A few months ago, another buzzy movie that was explicitly about white-guy angst, Joker, was feared by some in the media as a possible instigator of violence. But many of these men are actually turning that violence against themselves. As a gut-wrenching Rolling Stone exposé reported earlier this year, white men accounted for 70 percent of suicides in 2017, with those aged between 45 and 64 representing the fastest-growing at-risk group since 1999. So many of these men, writes Stephen Rodrick, are stuck in self-imposed isolation, suffering with anxiety and depression in silence because of the ingrained “macho fantasy of a man who needs no one but himself,” a poison pill that slowly kills them over time.

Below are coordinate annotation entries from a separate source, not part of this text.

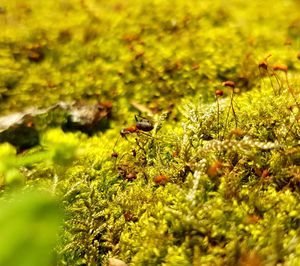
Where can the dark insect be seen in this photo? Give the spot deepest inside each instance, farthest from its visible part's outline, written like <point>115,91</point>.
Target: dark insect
<point>115,155</point>
<point>219,92</point>
<point>144,124</point>
<point>128,130</point>
<point>229,83</point>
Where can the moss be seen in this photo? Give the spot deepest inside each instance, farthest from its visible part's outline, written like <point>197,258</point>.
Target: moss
<point>215,182</point>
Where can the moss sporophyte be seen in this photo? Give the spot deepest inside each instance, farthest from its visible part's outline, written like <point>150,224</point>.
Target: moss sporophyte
<point>149,133</point>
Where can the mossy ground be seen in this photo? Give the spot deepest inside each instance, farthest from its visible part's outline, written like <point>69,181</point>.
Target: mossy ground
<point>216,182</point>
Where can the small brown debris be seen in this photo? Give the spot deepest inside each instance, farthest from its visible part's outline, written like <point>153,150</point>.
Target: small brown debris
<point>161,179</point>
<point>280,67</point>
<point>214,169</point>
<point>130,176</point>
<point>116,262</point>
<point>228,83</point>
<point>219,92</point>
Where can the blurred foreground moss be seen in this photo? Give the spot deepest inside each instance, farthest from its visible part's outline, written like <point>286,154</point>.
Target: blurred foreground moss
<point>215,182</point>
<point>29,228</point>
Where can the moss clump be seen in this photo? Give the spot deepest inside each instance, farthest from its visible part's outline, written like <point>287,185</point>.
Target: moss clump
<point>214,182</point>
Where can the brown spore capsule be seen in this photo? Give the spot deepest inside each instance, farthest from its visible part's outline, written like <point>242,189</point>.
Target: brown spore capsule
<point>229,83</point>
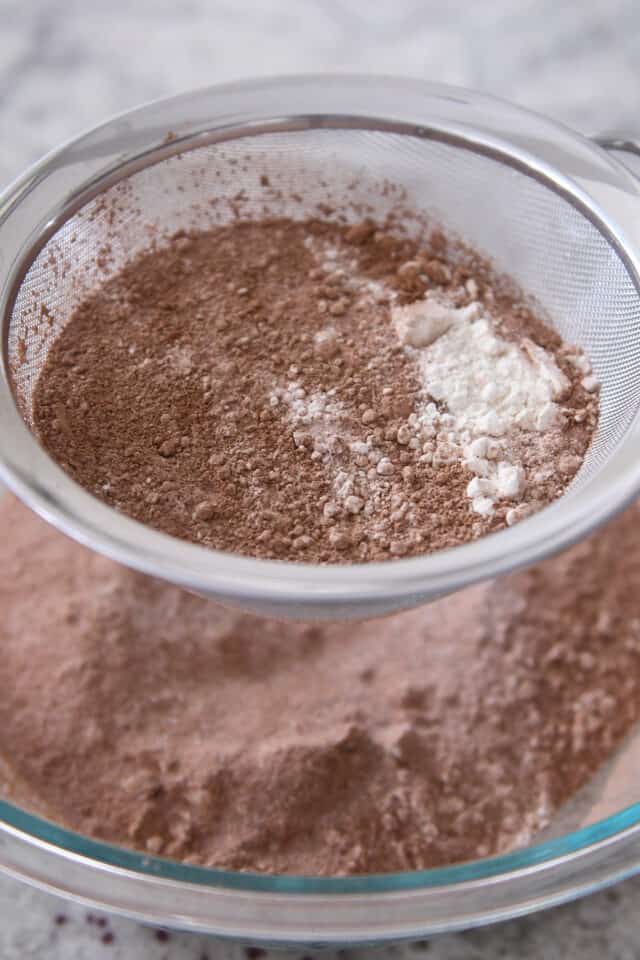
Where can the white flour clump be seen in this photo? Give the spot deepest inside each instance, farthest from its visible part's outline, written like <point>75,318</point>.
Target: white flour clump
<point>488,396</point>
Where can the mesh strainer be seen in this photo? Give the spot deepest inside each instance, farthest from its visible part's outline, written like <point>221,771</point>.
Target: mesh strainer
<point>555,211</point>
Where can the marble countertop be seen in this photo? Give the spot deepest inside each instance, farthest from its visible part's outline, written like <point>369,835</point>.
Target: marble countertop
<point>65,65</point>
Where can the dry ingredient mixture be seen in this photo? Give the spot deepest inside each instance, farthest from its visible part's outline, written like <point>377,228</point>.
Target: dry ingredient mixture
<point>315,391</point>
<point>142,715</point>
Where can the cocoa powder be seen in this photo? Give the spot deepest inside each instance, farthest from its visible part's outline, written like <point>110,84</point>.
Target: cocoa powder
<point>243,389</point>
<point>145,716</point>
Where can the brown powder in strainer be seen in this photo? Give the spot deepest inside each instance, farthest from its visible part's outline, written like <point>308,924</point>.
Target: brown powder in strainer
<point>247,389</point>
<point>142,715</point>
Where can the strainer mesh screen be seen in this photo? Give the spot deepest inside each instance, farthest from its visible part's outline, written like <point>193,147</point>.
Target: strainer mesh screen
<point>536,236</point>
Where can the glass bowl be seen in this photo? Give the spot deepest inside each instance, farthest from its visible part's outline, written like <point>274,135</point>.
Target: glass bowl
<point>596,841</point>
<point>289,910</point>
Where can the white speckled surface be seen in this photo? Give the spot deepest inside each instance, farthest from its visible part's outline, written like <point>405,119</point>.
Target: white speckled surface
<point>67,64</point>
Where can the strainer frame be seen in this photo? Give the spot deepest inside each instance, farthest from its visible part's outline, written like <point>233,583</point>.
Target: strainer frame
<point>35,206</point>
<point>295,910</point>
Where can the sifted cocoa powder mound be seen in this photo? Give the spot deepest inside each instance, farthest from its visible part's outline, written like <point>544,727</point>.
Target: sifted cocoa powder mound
<point>245,389</point>
<point>145,716</point>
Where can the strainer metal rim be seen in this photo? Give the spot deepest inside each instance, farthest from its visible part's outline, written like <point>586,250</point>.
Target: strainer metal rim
<point>602,188</point>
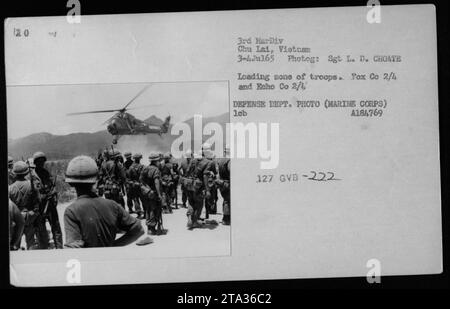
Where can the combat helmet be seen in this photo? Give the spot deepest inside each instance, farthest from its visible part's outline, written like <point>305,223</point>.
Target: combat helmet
<point>154,157</point>
<point>20,168</point>
<point>39,155</point>
<point>137,156</point>
<point>81,169</point>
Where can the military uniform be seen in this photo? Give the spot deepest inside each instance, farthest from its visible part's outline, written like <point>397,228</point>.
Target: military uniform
<point>150,198</point>
<point>167,184</point>
<point>224,186</point>
<point>48,204</point>
<point>134,187</point>
<point>211,188</point>
<point>16,226</point>
<point>27,199</point>
<point>198,169</point>
<point>92,221</point>
<point>183,171</point>
<point>112,176</point>
<point>11,176</point>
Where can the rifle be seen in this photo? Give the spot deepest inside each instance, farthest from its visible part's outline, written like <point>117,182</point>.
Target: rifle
<point>33,192</point>
<point>49,196</point>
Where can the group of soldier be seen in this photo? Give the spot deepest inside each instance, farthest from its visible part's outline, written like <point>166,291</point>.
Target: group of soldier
<point>99,212</point>
<point>32,202</point>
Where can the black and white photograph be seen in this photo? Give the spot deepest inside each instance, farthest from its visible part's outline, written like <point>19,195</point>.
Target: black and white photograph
<point>130,135</point>
<point>92,166</point>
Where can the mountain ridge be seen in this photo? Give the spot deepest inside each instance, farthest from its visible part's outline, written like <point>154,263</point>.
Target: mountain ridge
<point>58,147</point>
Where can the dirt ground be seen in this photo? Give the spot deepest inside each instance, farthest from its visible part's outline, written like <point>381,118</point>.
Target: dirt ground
<point>213,239</point>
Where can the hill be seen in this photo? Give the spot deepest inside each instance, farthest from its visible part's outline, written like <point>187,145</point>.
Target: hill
<point>62,147</point>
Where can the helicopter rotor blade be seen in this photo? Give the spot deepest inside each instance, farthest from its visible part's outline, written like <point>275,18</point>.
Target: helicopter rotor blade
<point>143,107</point>
<point>94,112</point>
<point>135,97</point>
<point>108,120</point>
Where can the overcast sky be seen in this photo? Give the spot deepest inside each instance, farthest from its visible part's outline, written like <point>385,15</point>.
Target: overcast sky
<point>34,109</point>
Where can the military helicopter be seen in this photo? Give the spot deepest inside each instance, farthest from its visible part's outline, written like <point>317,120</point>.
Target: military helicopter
<point>123,123</point>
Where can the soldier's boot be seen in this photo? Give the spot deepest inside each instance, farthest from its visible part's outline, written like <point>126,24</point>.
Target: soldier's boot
<point>189,224</point>
<point>226,220</point>
<point>130,203</point>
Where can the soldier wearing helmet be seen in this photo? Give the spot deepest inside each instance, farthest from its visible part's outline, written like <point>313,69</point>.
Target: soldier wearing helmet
<point>92,221</point>
<point>224,168</point>
<point>128,160</point>
<point>112,178</point>
<point>151,194</point>
<point>211,194</point>
<point>49,197</point>
<point>26,196</point>
<point>134,186</point>
<point>11,176</point>
<point>183,172</point>
<point>16,226</point>
<point>199,171</point>
<point>167,182</point>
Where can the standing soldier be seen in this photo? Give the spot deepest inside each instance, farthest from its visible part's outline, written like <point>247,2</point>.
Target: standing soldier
<point>101,164</point>
<point>183,172</point>
<point>49,197</point>
<point>113,178</point>
<point>16,225</point>
<point>167,182</point>
<point>152,195</point>
<point>210,184</point>
<point>199,170</point>
<point>176,180</point>
<point>128,160</point>
<point>92,221</point>
<point>224,184</point>
<point>134,186</point>
<point>128,186</point>
<point>25,195</point>
<point>11,176</point>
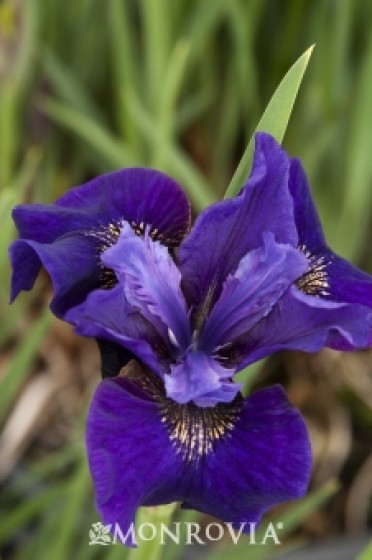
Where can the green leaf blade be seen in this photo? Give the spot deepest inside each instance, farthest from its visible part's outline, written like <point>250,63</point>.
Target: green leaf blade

While they take place in a whole other century, Once Upon A Time in Hollywood and The Irishman nail something essential and under-discussed about the necessity for male companionship in 2019. In our films and TV shows, a close friendship between men is depicted either as a malignant facilitator of the worst kind of neanderthal, bro-style behavior, or described with inherently belittling terms like “bromance” that stigmatize these relationships with school-yard taunts. Meanwhile, tens of thousands of men are literally dying every year because they can’t turn to another man and say, “You’re a good friend.”
If only we all had someone who would smile back at us and say, “I try.”